Rule 3 specifically designates that "any party entitled by law to appeal from a judgment or order of a superior or district court rendered in a civil action or special proceeding may take appeal." More specifically, only a party aggrieved may appeal a trial court order or judgment, and such a party is one whose rights have been directly or injuriously affected by the action of the court.
A careful reading of Rule 3 reveals that its various subsections afford no avenue of appeal to either entities or persons who are nonparties to a civil action. Therefore, as we have already determined that the Attorney General is not a party to the case sub judice, we can find no grounds on which to allow his appeal. Accordingly, as presented, it must be dismissed.

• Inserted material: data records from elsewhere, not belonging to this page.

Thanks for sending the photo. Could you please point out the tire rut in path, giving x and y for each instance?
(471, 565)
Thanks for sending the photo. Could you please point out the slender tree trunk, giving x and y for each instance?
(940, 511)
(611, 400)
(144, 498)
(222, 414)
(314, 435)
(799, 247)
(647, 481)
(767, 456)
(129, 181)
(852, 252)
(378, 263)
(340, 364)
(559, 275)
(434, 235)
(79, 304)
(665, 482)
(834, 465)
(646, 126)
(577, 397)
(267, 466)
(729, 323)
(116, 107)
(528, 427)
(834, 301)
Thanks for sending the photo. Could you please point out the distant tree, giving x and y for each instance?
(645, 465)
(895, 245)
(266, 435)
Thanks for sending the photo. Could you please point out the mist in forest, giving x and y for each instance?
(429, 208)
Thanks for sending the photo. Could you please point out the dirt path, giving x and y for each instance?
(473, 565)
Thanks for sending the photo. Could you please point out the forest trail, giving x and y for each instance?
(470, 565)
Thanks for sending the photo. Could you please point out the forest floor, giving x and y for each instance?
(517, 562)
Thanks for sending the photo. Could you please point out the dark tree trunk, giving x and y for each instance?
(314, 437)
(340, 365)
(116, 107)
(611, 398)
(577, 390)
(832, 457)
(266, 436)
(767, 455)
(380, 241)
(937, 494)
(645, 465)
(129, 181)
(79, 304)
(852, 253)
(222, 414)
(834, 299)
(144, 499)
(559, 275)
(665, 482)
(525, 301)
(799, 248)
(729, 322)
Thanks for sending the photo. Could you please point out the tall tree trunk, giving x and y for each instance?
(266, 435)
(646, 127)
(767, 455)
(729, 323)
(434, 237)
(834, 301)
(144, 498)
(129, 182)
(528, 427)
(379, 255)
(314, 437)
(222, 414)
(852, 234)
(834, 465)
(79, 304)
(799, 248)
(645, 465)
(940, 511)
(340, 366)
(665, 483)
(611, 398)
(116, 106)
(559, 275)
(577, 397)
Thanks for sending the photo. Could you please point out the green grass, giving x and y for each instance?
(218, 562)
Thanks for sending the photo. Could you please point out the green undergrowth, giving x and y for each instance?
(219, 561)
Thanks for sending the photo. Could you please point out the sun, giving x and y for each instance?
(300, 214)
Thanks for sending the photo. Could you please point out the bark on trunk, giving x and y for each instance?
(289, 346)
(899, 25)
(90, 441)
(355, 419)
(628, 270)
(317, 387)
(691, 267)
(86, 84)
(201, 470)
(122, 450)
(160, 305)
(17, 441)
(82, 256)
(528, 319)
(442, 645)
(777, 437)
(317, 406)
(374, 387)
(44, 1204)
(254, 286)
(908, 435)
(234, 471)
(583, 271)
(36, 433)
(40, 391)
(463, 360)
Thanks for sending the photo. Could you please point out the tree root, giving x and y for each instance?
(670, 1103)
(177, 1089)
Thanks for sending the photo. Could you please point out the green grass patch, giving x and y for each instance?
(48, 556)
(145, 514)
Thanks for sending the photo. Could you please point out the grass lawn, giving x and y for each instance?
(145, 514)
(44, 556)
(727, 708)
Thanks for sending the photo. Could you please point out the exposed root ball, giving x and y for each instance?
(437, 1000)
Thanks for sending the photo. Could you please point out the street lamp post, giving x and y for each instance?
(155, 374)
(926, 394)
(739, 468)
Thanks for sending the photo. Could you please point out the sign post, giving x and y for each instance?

Bailey v. State, 353 N.C. 142, 156, 540 S.E.2d 313, 322 (2000) (second emphasis added) (citations omitted) (quoting N.C. R. App. P. 3(a) (2000)). Although Carolina Container filed a motion to intervene, unlike the Attorney General in Bailey , our Supreme Court's reasoning and holding regarding nonparties and their right to appeal under Rule 3 in Bailey still controls due to Carolina Container's abandonment of any argument regarding the denial of its motion to intervene. Here, since Carolina Container has abandoned any challenge to the denial of its motion to intervene, we must dismiss Carolina Container's appeal for lack of a right to appeal as it is readily apparent, and Carolina Container does not contest, that it is a nonparty.
¶ 16 The Judge Hill Order found Carolina Container "is a non-party to the [Michigan Order]." As Carolina Container concedes, neither party appealed the Judge Hill Order at the time it was entered or challenged it on appeal here and this finding remains binding as the law of the case. See Wellons v. White , 229 N.C. App. 164, 179, 748 S.E.2d 709, 720 (2013) (marks omitted) ("The law of the case doctrine provides that when a party fails to appeal [an] order, the decision below becomes the law of the case and cannot be challenged in subsequent proceedings in the same case."); N.C. R. App. P. 28(a) (2021) ("Issues not presented and discussed in a party's brief are deemed abandoned."). As a result, the binding finding that Carolina Container is a nonparty to this action precludes Carolina Container from having a right to appeal in the absence of a valid appeal from a motion to intervene, pursuant to Bailey . See Bailey , 353 N.C. at 156, 540 S.E.2d at 322.
¶ 17 Without a right to appeal the denial of its motion to intervene due to the abandonment of the issue on appeal, Carolina Container is a nonparty without a right to appeal and we must dismiss this appeal. See id.
CONCLUSION
¶ 18 Although Carolina Container filed a motion to intervene that could provide a right to appeal if the motion's denial was challenged, Carolina Container abandoned any such right to appeal by failing to provide an argument with supporting authority in its principal brief. Further, Carolina Container, as a nonparty, does not have a right to appeal pursuant to Rule 3. As a result, Carolina Container does not have a right to appeal this case and we dismiss the appeal.
DISMISSED.
Report per Rule 30(e).
Chief Judge STROUD and Judge COLLINS concur.